Today in Secure Web Conference Corp. v. Microsoft, __ Fed App’x __ (Fed. Cir. 2016)(Stoll, J.), the panel sustained patent validity by reading a feature of the preferred embodiments as a limitation to the claims on the basis that such feature was the “essence” of the invention:
“We are mindful not to limit claims to preferred embodiments, but in this case, *** Figures 1 and 2 depict the essence of the claimed invention rather than a preferred embodiment.” (emphasis added)

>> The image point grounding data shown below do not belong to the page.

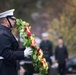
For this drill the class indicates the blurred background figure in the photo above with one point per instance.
(46, 46)
(61, 56)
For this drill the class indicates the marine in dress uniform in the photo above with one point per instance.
(9, 47)
(46, 47)
(61, 56)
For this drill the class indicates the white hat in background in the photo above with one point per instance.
(44, 34)
(7, 13)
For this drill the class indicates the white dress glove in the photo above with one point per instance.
(27, 51)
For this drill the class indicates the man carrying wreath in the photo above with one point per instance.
(9, 47)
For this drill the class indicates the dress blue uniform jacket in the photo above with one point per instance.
(9, 51)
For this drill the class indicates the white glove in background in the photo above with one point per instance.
(27, 51)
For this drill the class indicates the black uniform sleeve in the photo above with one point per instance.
(6, 51)
(51, 49)
(56, 53)
(66, 53)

What is the “Essence” of an Invention, and how is that Relevant? See SRI Intern. v. Matsushita Elec. Corp. of America, 775 F.2d 1107, 1128 n.7 (Fed. Cir. 1985)(en banc)(Markey, C.J., joined by P. Newman, J., additional views)(“Reliance on a finding that [the] ‘essence’ … of a[n] … structural invention lies in the operation of a specification-described embodiment of the claimed structure would render meaningless the statutory requirement for claiming, 35 U.S.C. Sec. 112[.]”); Pennwalt Corp. v. Durand-Wayland, Inc., 833 F.2d 931, 949 (Fed. Cir. 1987)(en banc)(Nies, J., additional views)(“It is axiomatic under our precedent that one cannot obtain patent protection for an …‘essence’ of an invention.…”).